I received a free copy of this book via Voracious Readers only in exchange for an honest review.

CONTENT/TRIGGER WARNING: this book and the review contain mentions of mental illness, depression, self-harm, suicide, rape and domestic violence.

With the numerous content warnings above, it's no surprise that my first impression of this book is that it is bleak. Bleak, but very honest, painfully so. As the parent of a young person with serious mental illness, it made hard reading, and it's honestly not a book I could recommend to her or to anyone else whose own problems and feelings resembled Amy's. But the book did help me gain some little insight into how it feels to be seriously depressed, to want to hurt yourself, to think about suicide as a possibility.
The two interwoven stories and the numerous changes of point of view made this feel a little choppy and disconnected, although the segments hung together and all helped make sense of the whole. I would have liked to know more of the parents' story, and was not entirely convinced by the mother staying with the father for so long after Amy was born. Their backstory did help explain why they behaved as they did though: Amy's disconnection reflected in calling them "the mother" and "the father" only mirrored their own from her and from each other.
Mostly this book just left me feeling so sad for Amy and wanting to make things right for her. And sometimes you just can't.

Enjoyable page turner from an author I'd not come across before. The intertwined stories of three women - grandmother, mother and daughter - over two weekends 56 years apart trace a pivotal event in 1962, and how the mother and daughter find out what happened and begin to come to terms with it. Atmospheric and slightly claustrophobic, with likeable, believable characters whom I felt a great deal of sympathy for.

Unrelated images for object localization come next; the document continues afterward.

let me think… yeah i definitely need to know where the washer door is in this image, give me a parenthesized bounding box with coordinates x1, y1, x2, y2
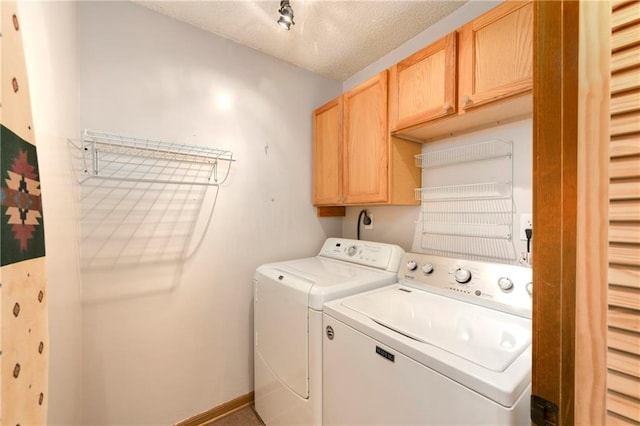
(254, 267, 311, 398)
(342, 286, 531, 372)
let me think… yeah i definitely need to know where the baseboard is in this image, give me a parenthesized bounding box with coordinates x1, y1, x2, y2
(175, 391, 254, 426)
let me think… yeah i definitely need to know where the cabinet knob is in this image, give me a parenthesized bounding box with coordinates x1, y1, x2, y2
(462, 95, 472, 107)
(442, 102, 453, 112)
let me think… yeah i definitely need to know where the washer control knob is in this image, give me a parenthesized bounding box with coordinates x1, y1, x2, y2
(454, 268, 472, 284)
(406, 260, 418, 271)
(422, 263, 434, 275)
(347, 245, 358, 257)
(526, 282, 533, 296)
(498, 277, 514, 291)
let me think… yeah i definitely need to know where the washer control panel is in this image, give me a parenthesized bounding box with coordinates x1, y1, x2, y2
(398, 253, 532, 318)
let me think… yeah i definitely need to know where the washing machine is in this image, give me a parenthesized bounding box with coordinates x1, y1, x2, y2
(253, 237, 405, 425)
(323, 252, 533, 425)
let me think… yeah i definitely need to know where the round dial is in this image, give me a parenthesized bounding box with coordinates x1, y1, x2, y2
(498, 277, 514, 291)
(347, 245, 358, 257)
(406, 260, 418, 271)
(422, 263, 434, 275)
(526, 282, 533, 296)
(454, 268, 472, 284)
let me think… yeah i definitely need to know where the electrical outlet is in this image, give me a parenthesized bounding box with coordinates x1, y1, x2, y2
(364, 214, 373, 230)
(519, 214, 533, 241)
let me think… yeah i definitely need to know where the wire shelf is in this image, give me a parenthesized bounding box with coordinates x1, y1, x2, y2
(69, 130, 234, 277)
(415, 182, 512, 202)
(422, 207, 512, 224)
(418, 198, 513, 215)
(416, 139, 515, 263)
(420, 223, 512, 239)
(418, 197, 514, 240)
(415, 139, 511, 168)
(419, 234, 516, 263)
(74, 129, 235, 186)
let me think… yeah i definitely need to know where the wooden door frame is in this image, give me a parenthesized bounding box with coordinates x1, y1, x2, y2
(532, 1, 578, 424)
(533, 1, 610, 424)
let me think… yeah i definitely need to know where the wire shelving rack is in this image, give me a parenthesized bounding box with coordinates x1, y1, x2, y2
(415, 139, 515, 263)
(74, 129, 234, 186)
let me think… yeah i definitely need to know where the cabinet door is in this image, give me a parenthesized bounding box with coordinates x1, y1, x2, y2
(458, 1, 533, 112)
(343, 71, 389, 204)
(312, 97, 343, 206)
(389, 32, 457, 132)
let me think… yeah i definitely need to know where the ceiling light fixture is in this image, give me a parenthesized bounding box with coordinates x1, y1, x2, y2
(277, 0, 295, 30)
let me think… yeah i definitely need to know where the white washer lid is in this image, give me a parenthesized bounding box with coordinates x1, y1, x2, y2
(256, 257, 398, 310)
(342, 286, 531, 372)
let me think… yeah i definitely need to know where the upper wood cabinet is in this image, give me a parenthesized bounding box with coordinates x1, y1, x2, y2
(312, 96, 343, 206)
(342, 71, 389, 204)
(389, 33, 457, 132)
(458, 1, 533, 112)
(392, 1, 533, 141)
(312, 71, 420, 208)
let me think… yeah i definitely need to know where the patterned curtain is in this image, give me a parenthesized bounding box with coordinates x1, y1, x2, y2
(0, 1, 49, 424)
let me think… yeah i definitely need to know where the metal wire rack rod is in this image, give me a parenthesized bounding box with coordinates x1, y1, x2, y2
(82, 130, 235, 163)
(415, 182, 512, 202)
(420, 198, 514, 213)
(415, 139, 512, 169)
(420, 234, 516, 264)
(421, 212, 513, 225)
(77, 130, 235, 186)
(421, 226, 512, 239)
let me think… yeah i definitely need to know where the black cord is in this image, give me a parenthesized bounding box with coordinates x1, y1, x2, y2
(357, 209, 371, 240)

I love Mary Stewart, and this is one of my favourite of her novels. I adore the descriptions of the circus, and the scene where the old horse performs his airs above the ground on the hillside above the circus gets me every time.
I like the spirited heroine, despite her tendency to dissolve into female helplessness if her husband is around. There's a great chase involving a steam train, and a lovely teenage sidekick.
BUT, I can't give this edition more than 2 stars. The narration was awful. The narrator really gave the impression that she was reading the sentences without understanding them, with the emphases in the wrong places on numerous occasions. The worst moment was her referring to someone "girding their lions".
I will re-read this book, but I won't be re-listening to this version.

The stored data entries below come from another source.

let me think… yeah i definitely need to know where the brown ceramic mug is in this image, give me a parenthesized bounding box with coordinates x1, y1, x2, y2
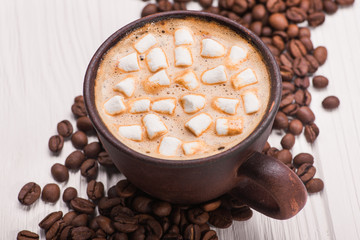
(84, 11, 307, 220)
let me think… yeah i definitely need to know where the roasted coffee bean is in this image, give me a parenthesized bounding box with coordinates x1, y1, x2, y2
(130, 225, 145, 240)
(109, 232, 128, 240)
(287, 24, 299, 38)
(292, 57, 309, 77)
(71, 101, 87, 118)
(84, 142, 102, 158)
(312, 75, 329, 88)
(306, 178, 324, 193)
(322, 96, 340, 109)
(96, 216, 115, 235)
(204, 6, 220, 14)
(289, 39, 307, 58)
(280, 53, 294, 68)
(273, 111, 289, 130)
(208, 208, 232, 228)
(187, 208, 209, 225)
(41, 183, 60, 203)
(152, 201, 172, 217)
(299, 27, 311, 38)
(280, 93, 294, 108)
(294, 89, 311, 106)
(57, 120, 73, 138)
(293, 153, 314, 167)
(313, 46, 327, 65)
(158, 0, 173, 11)
(45, 219, 66, 240)
(163, 232, 183, 240)
(300, 37, 313, 52)
(252, 4, 266, 20)
(141, 3, 158, 17)
(74, 95, 84, 103)
(281, 133, 295, 149)
(296, 106, 315, 124)
(63, 211, 78, 225)
(173, 2, 187, 10)
(111, 205, 135, 220)
(268, 44, 281, 56)
(285, 7, 307, 23)
(65, 150, 86, 169)
(250, 21, 263, 36)
(202, 230, 218, 240)
(308, 12, 325, 27)
(18, 182, 41, 206)
(63, 187, 78, 203)
(98, 197, 124, 216)
(266, 147, 279, 157)
(275, 149, 292, 164)
(17, 230, 39, 240)
(272, 35, 285, 51)
(199, 0, 213, 8)
(201, 199, 222, 212)
(70, 197, 96, 214)
(262, 27, 273, 37)
(231, 206, 253, 221)
(116, 180, 137, 198)
(280, 66, 294, 82)
(48, 135, 64, 153)
(71, 214, 88, 227)
(266, 0, 286, 13)
(144, 219, 163, 238)
(87, 180, 105, 201)
(160, 217, 171, 233)
(97, 151, 114, 167)
(299, 0, 311, 11)
(219, 0, 234, 9)
(282, 103, 299, 115)
(262, 141, 271, 153)
(304, 123, 319, 143)
(113, 215, 139, 233)
(71, 226, 95, 240)
(183, 224, 201, 240)
(289, 119, 303, 135)
(71, 131, 88, 149)
(232, 0, 250, 15)
(294, 77, 310, 89)
(297, 163, 316, 183)
(304, 54, 319, 73)
(269, 13, 288, 31)
(107, 186, 119, 198)
(132, 196, 153, 213)
(51, 163, 69, 182)
(323, 0, 338, 13)
(39, 211, 63, 230)
(60, 226, 74, 240)
(77, 116, 94, 132)
(80, 159, 99, 180)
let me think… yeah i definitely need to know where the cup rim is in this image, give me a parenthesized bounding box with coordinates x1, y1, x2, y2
(84, 11, 281, 167)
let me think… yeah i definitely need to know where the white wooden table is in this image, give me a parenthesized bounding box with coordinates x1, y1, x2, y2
(1, 0, 360, 239)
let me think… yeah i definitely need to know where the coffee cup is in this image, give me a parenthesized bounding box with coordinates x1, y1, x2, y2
(84, 11, 307, 220)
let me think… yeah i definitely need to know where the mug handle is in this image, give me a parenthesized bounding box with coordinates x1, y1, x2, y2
(230, 152, 307, 220)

I feel I need to re-read this little book to even begin to get to the heart of it.
What I did get most of all on my first reading was a kind of quiet sadness that, "this is how the word is, and it doesn't need to be this way." It's almost acceptance, but it isn't because Baldwin is unrelenting in his assertion that things must change.
More than 40 years on, some things have changed, superficially at least, but it is a sad indictment of our society that so much of this book remains directly relevant today.
(This book also made me want to know more about James Baldwin, and also about the Nation of Islam.)

I adored this book. I loved the structure of the stories-within-story and how they all wove together to create the whole. I loved the whole premise of the labyrinthine library beneath the earth and those who loved, protected and LIVED it. I adored the protagonist. The cast of characters was fantastic.
Can you tell I liked this book?
I'm not sure I understood or "got" it all, and I will be re-reading. A favourite.